Written by Jim the Realtor

January 8, 2017

Food for thought – he doesn’t get into the benefits of raising kids in the same home, which probably warrants a paragraph or two – see comment section too:

http://www.nytimes.com/2017/01/06/opinion/the-home-buying-decision.html

I’ve been thinking about the big decisions in life: How do people choose careers, colleges, spouses and towns. Of those decisions, buying a home ranks with the most difficult.

It is difficult emotionally. Like a lot of the biggest decisions, it is more emotional than coldly rational.

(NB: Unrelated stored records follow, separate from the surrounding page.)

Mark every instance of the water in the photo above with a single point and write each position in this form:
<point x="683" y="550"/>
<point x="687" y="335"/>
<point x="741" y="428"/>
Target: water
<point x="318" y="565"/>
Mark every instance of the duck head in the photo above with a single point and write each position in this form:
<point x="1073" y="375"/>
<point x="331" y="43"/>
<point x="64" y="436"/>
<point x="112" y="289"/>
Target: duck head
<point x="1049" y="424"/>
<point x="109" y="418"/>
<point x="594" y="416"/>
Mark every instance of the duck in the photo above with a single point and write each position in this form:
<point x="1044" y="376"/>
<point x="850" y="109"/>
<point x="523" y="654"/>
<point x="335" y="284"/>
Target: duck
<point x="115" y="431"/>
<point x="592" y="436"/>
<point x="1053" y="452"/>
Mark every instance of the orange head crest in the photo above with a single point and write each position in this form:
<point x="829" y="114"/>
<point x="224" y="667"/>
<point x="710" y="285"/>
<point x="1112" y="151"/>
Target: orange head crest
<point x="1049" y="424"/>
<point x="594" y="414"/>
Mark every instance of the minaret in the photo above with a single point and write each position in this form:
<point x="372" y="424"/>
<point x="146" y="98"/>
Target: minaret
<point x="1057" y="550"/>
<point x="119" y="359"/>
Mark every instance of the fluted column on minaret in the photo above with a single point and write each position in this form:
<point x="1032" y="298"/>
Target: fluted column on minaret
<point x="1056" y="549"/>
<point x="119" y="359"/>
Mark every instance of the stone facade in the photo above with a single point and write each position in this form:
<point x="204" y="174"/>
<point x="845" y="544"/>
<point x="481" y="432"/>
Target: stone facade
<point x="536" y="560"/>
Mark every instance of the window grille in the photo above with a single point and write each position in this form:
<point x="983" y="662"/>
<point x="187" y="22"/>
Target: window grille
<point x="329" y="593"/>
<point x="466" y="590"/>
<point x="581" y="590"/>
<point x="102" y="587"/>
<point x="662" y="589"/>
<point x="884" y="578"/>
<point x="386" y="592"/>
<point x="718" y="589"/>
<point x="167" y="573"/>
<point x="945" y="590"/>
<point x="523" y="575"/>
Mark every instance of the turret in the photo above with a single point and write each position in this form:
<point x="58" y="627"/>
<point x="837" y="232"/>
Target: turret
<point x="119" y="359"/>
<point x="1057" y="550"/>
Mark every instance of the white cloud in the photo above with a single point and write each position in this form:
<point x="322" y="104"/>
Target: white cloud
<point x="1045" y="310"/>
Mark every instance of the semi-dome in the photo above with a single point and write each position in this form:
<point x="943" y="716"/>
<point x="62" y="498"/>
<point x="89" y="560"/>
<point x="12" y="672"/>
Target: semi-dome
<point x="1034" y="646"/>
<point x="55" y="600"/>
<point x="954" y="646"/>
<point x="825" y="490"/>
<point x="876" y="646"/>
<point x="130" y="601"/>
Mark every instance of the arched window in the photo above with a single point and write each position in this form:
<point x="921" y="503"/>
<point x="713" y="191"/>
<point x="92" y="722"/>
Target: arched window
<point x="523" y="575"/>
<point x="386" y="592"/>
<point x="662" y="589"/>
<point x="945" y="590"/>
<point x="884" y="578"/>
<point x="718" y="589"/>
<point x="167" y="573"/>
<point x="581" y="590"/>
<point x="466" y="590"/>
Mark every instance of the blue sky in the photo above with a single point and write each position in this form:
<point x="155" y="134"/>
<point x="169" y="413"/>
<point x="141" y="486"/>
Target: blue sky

People generally don’t select a house; they fall in love with it.

Part of that falling-in-love process is aesthetic: the sense you get within 10 seconds of walking into a place that it just feels happy and right. Part is aspirational: When people fall in love with a house, they aren’t really falling in love with the walls and the roof; they are falling in love with a beautiful vision of their future lives.

Read full article here:

http://www.nytimes.com/2017/01/06/opinion/the-home-buying-decision.html

2 Comments

  1. Susie

    “When people fall in love with a house, they aren’t really falling in love with the walls and the roof; they are falling in love with a beautiful vision of their future lives.”

    They are falling in love with the thought of their life unfolding within those walls and with that roof (and that location). If they have a family, they see their kids growing up in that space for at least a certain amount of time.

    ^ That’s my two cents because every house I owned I fell in love with within the first 15 seconds. We built two homes–one in Hawaii–and later, another home in Bend, OR, but even as we built them, I held that future vision of my family there…

  2. Daytrip

    There’s sometimes a dark side to buying high end homes.

    When I was a kid, my parents built a middle-class home they could easily afford. They later built two vacation homes in Lake Arrowhead, hired a German architect who did an amazing job, had a dock with a ski boat, dirt bikes, sail boats, etc. We’d spend all summer up there. We also rarely ate meals at home. Always went to resturants, since nobody liked to cook.
    Most of my friends lived in upper-middle class, to rich areas, and none had anything else, never took any vacations. The were house poor, and their kids paid for it, because they were perpetually broke. My friends marveled at the excess cash we had, vacations we’d take, cars we drove, while they were broke, and their families were stressed about cash flow all the time. We never worried.
    I recall a friend once asking me,”how come your parents live in a middle-class neighborhood, but always drive a luxury car?” I countered, “How come your parents live in a rich neighborhood, but always drive a piece of sh*t?”